The new policy being devised by the IPS will be published in the near future, says Harris. The IPS says the policy will take account of “evolving trends internationally and fact-finding in relation to best practice in other jurisdictions.”
The IPS declined to release details regarding the draft policy following a Freedom of Information request. However, it did release the documents from other jurisdictions that are being taken into consideration.
These include a 2021 UK High Court case stating it is lawful to hold trans women in female prisons, advice from Teni and guidelines from the American Medical Association. Also under consideration is policy introduced by the UK home office earlier this year that imposes strict rules banning the housing of three categories of trans women with other women: those convicted of violent offences, those convicted of sexual offences and trans women with male genitalia.
IPS management is also considering a document from the UN Office on Drugs and Crime which recommends a more liberal approach, including consulting trans prisoners on housing decisions and giving them a choice as to the gender of staff conducting body searches.

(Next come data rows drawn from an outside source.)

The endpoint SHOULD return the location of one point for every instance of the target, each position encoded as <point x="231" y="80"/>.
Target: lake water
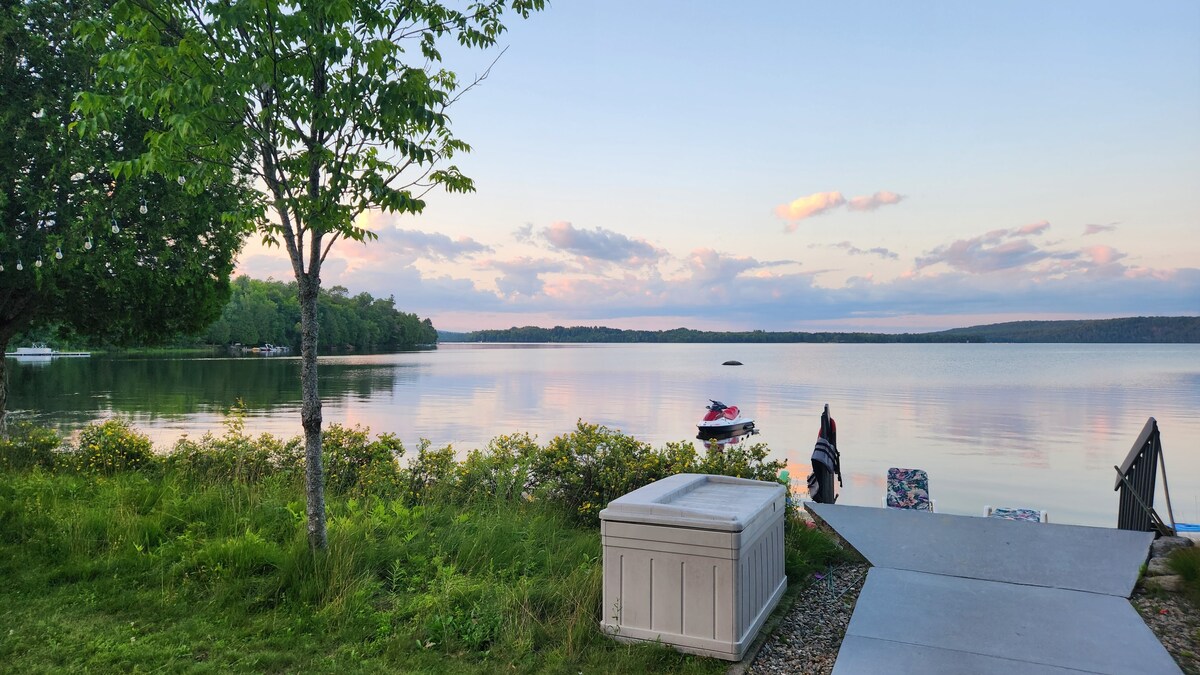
<point x="1036" y="425"/>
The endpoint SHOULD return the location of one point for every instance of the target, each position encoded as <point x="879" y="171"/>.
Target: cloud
<point x="876" y="251"/>
<point x="1033" y="228"/>
<point x="1103" y="255"/>
<point x="600" y="244"/>
<point x="1098" y="228"/>
<point x="808" y="207"/>
<point x="825" y="202"/>
<point x="709" y="267"/>
<point x="994" y="251"/>
<point x="431" y="244"/>
<point x="880" y="198"/>
<point x="522" y="276"/>
<point x="978" y="255"/>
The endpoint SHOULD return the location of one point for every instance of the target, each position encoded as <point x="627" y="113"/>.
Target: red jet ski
<point x="724" y="422"/>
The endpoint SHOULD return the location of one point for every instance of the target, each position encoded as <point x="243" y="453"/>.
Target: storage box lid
<point x="696" y="500"/>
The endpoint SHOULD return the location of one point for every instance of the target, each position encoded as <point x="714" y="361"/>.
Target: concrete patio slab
<point x="1061" y="556"/>
<point x="870" y="656"/>
<point x="1029" y="627"/>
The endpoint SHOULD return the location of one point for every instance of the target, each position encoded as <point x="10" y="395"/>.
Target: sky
<point x="809" y="166"/>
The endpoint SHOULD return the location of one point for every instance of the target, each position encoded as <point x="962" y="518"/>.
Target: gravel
<point x="808" y="639"/>
<point x="1176" y="621"/>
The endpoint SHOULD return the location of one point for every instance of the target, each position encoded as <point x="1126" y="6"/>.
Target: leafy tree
<point x="335" y="107"/>
<point x="120" y="260"/>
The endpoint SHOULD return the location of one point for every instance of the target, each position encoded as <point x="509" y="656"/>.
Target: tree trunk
<point x="310" y="411"/>
<point x="4" y="384"/>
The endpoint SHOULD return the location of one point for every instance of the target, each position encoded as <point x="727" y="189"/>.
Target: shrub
<point x="741" y="463"/>
<point x="355" y="464"/>
<point x="593" y="465"/>
<point x="1186" y="562"/>
<point x="109" y="447"/>
<point x="502" y="471"/>
<point x="25" y="446"/>
<point x="431" y="473"/>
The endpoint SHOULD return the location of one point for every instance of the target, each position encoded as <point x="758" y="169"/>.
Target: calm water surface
<point x="1037" y="425"/>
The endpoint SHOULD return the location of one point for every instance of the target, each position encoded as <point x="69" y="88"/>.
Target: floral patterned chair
<point x="1026" y="514"/>
<point x="907" y="488"/>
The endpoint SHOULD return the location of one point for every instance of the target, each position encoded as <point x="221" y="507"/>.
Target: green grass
<point x="1186" y="562"/>
<point x="160" y="572"/>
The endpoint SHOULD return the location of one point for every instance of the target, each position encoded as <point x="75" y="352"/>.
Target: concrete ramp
<point x="952" y="593"/>
<point x="1097" y="560"/>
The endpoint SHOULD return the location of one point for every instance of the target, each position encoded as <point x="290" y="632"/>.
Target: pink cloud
<point x="1103" y="255"/>
<point x="808" y="207"/>
<point x="881" y="198"/>
<point x="1033" y="228"/>
<point x="1098" y="228"/>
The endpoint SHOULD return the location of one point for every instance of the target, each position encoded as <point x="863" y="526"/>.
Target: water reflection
<point x="1037" y="425"/>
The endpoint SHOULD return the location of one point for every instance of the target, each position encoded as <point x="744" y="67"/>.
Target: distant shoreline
<point x="1138" y="330"/>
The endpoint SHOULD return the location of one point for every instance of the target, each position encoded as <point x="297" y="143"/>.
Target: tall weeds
<point x="436" y="563"/>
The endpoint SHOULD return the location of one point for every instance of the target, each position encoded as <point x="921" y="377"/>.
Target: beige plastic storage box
<point x="694" y="561"/>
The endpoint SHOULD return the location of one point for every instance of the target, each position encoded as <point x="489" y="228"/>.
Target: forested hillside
<point x="1135" y="329"/>
<point x="268" y="311"/>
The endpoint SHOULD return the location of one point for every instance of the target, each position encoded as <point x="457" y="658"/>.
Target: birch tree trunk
<point x="310" y="412"/>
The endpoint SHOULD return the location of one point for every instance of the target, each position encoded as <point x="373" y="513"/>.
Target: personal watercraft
<point x="724" y="422"/>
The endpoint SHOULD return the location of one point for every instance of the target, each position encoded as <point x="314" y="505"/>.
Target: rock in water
<point x="1164" y="545"/>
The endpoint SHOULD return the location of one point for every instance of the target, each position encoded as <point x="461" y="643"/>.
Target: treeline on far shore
<point x="269" y="312"/>
<point x="1133" y="329"/>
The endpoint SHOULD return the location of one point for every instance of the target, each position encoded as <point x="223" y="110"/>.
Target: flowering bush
<point x="431" y="472"/>
<point x="501" y="471"/>
<point x="355" y="464"/>
<point x="24" y="446"/>
<point x="591" y="466"/>
<point x="112" y="446"/>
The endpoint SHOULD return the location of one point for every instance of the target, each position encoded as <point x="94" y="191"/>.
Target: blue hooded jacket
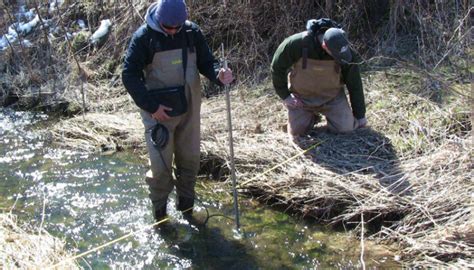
<point x="141" y="51"/>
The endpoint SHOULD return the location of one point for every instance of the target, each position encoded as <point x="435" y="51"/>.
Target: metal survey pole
<point x="231" y="145"/>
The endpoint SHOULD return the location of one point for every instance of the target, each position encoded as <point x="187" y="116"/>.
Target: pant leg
<point x="187" y="148"/>
<point x="300" y="121"/>
<point x="160" y="181"/>
<point x="339" y="115"/>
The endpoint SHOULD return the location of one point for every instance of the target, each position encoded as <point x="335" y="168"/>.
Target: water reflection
<point x="90" y="200"/>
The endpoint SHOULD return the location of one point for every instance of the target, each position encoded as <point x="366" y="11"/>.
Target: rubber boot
<point x="185" y="205"/>
<point x="159" y="212"/>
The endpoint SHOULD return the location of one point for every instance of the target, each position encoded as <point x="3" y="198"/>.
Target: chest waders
<point x="167" y="70"/>
<point x="319" y="84"/>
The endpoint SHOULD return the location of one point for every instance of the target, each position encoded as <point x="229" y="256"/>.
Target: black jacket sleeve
<point x="137" y="57"/>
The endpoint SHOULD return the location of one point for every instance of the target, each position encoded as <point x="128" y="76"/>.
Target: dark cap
<point x="337" y="43"/>
<point x="171" y="12"/>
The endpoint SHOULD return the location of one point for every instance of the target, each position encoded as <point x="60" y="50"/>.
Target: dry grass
<point x="26" y="249"/>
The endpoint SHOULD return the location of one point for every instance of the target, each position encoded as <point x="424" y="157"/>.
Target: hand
<point x="293" y="102"/>
<point x="362" y="122"/>
<point x="225" y="76"/>
<point x="161" y="114"/>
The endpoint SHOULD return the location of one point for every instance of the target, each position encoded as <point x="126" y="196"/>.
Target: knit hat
<point x="171" y="12"/>
<point x="338" y="45"/>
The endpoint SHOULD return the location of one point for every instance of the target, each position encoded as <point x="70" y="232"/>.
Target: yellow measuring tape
<point x="81" y="255"/>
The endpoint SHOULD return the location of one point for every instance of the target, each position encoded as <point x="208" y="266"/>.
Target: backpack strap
<point x="189" y="36"/>
<point x="306" y="39"/>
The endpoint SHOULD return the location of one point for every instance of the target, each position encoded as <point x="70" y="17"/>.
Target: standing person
<point x="309" y="70"/>
<point x="161" y="73"/>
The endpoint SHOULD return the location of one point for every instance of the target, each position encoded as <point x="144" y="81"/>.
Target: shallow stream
<point x="89" y="200"/>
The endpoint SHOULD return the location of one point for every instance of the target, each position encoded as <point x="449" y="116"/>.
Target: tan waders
<point x="319" y="86"/>
<point x="166" y="70"/>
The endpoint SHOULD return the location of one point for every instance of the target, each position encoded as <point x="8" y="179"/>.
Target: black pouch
<point x="173" y="97"/>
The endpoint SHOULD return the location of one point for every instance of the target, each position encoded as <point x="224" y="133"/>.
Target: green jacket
<point x="290" y="51"/>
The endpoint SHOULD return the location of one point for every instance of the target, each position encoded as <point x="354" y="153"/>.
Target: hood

“Segregation and/or protective custody should be avoided at all costs, unless serious and irremediable safety and security issues limit housing options,” it states.
The report also notes some countries have opted to build prisons specifically to house trans inmates, a remote possibility in Ireland given the tiny numbers involved.
An IPS spokeswoman has declined to discuss what direction the forthcoming policy would take. However, a senior prison source says it is likely to resemble the UK policy, but with some additional discretion built in “to allow wriggle room for edge cases”.
The purpose, they say, is to have a uniform policy “across the board” and to head off future politically embarrassing cases such as that of Isla Bryson.